The author Henry Basset's 'Red Sky Alliance' records in his blog (http://henrybasset.blogspot.co.uk/2013/02/attackers-collaborate-defenders-are.html):
"20-50 compromised computers per day (7 days/week) could (should) be expected."
The article does not state that 20-50 will happen daily. Moreover, it is very difficult to reconcile how events happening on weekdays will equally occur in the same percentage on weekends due to staff not working at that time, thus terminals not being used in the workplace, which is another factor suggesting the statement is geared towards forecast or contigency rather than actual fact.
It is not entirely clear either that the 'inventory computers' could corroborate a computer identified in that inventory being the disruptive source, as opposed to merely being a compromised device, thus repetition of events could continue to be propagated against that same device. A reason for that is that an inventory of computers may not take account for 'BYOD devices' (http://www.trewmte.blogspot.co.uk/2013/01/smartphone-byod.html), which, quite horrifically, are being proposed for business. Laundering such ideas as relevant, cost-effective (sorry, a cheap way for a company to provide IT/comms without cost to the company) and a must-have, apparently, on employee-centric wish-lists crudely ignores common-sense security policies, practices and procedures. Moreover, BYOD is more likely to increase the chances of ICT (information communications technology) disruption/compromise, which is crudely labelled 'cyber attack/crime'. Cyber attack/crime is itself is being used in an attempt to downgrade the important differences and characteristics between science technologies by applying to them a technology-neutral title, 'cyber' (c.f. Andrea C Simmons comments about cyber wrapping http://www.bcs.org/content/conBlogPost/1861 )

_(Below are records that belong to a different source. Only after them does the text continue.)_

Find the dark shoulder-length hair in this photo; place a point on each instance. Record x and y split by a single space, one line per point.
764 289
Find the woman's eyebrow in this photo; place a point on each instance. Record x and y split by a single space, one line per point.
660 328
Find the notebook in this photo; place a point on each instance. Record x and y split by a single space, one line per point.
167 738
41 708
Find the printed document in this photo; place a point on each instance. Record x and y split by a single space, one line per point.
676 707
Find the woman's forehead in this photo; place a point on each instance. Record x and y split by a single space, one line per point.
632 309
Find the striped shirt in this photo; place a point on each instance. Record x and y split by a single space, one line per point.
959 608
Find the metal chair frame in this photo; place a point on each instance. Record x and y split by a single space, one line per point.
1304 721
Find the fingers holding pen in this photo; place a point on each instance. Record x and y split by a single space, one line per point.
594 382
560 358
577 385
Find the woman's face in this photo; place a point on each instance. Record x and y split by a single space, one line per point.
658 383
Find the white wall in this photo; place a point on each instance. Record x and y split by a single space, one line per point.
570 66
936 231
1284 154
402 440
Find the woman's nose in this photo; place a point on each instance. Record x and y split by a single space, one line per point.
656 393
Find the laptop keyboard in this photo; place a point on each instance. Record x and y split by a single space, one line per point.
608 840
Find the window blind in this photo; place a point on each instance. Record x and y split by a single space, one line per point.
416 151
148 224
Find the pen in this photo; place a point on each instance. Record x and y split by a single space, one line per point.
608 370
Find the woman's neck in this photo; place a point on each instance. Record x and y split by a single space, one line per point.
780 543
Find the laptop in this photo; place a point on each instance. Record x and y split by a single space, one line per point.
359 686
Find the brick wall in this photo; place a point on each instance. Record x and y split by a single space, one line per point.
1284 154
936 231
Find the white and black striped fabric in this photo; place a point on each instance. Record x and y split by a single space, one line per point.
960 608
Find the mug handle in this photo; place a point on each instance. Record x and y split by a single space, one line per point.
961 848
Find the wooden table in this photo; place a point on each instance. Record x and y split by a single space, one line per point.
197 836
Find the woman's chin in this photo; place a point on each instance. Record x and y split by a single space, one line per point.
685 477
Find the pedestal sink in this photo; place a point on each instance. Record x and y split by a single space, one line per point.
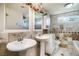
21 45
42 39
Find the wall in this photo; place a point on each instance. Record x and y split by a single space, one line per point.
54 20
12 18
1 17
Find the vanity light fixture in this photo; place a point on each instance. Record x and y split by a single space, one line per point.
68 5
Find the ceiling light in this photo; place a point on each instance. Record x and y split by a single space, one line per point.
68 5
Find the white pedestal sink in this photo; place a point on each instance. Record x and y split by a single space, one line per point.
42 39
21 45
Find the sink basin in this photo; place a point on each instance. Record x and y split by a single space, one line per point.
21 45
42 37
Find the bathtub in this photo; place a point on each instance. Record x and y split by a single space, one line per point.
76 47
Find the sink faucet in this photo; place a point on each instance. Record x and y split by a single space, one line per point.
20 38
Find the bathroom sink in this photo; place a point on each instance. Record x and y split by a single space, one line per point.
21 45
42 37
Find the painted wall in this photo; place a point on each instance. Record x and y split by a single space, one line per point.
71 26
12 18
1 17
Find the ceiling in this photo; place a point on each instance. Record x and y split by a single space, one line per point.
52 8
57 8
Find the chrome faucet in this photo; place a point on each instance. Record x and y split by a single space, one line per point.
20 38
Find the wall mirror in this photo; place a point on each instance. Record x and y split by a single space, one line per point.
17 17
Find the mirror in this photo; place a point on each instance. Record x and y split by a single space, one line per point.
17 17
38 21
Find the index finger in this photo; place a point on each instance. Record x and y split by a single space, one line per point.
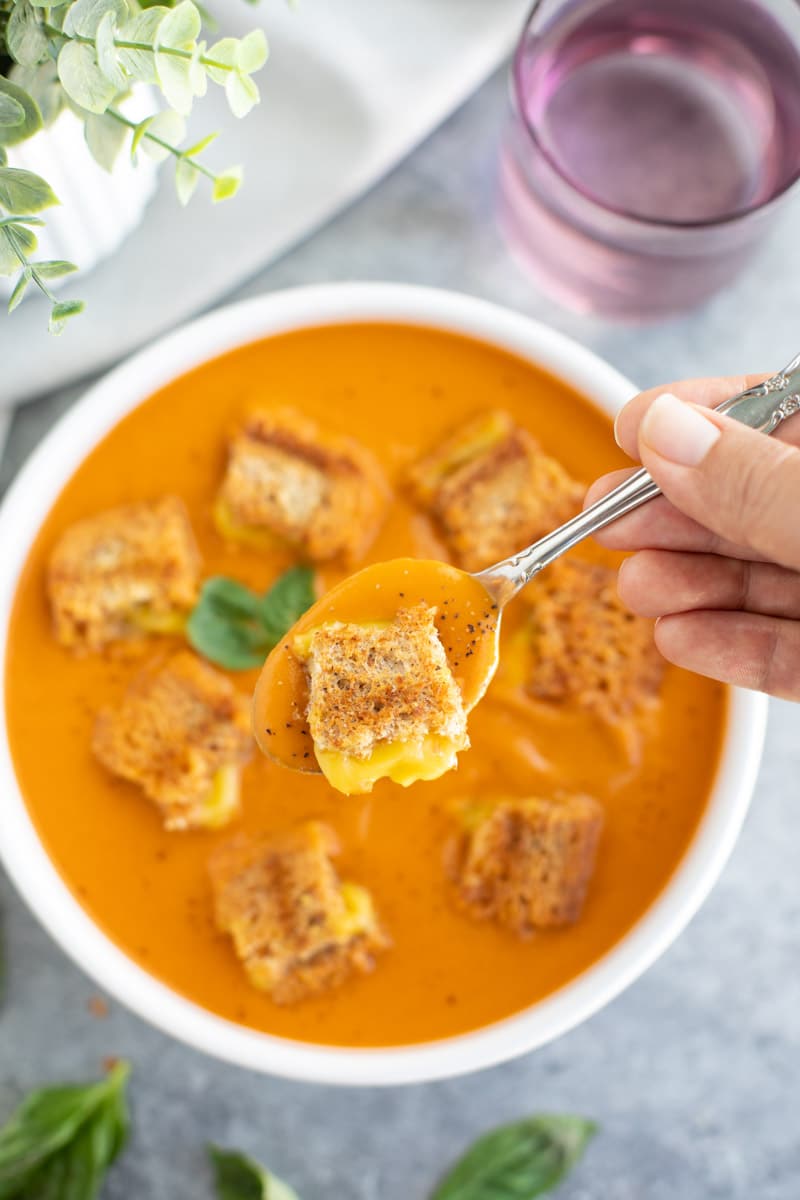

Promulgating the noun/adjective/verb 'cyber-', lauded as the title of the next big threat to the World will in itself generate changes down the line eventually forcing Governments to create localised technology standards to deliberately undermine and reduce the chances of global cyber attacks/crimes occuring based upon common code used by many countries. This perhaps can be illustrated in terms of the enormous economic and fiscal effort that has gone into maintaining the 'Euro' contrasted with the 'British Pound'. Were it the case the Euro actually went down the localised British Pound would still be there. Local individual currency proving a far sounder bet than global common currency. Or looked at from a different angle, if a local individual currency did go down it wouldn't drag down other currencies partners. This tends to reinforce the positive that 'local standards' offer far better security and protection but minimises disruption, whereas global standards create the greater threat of 'one hit, hits all'.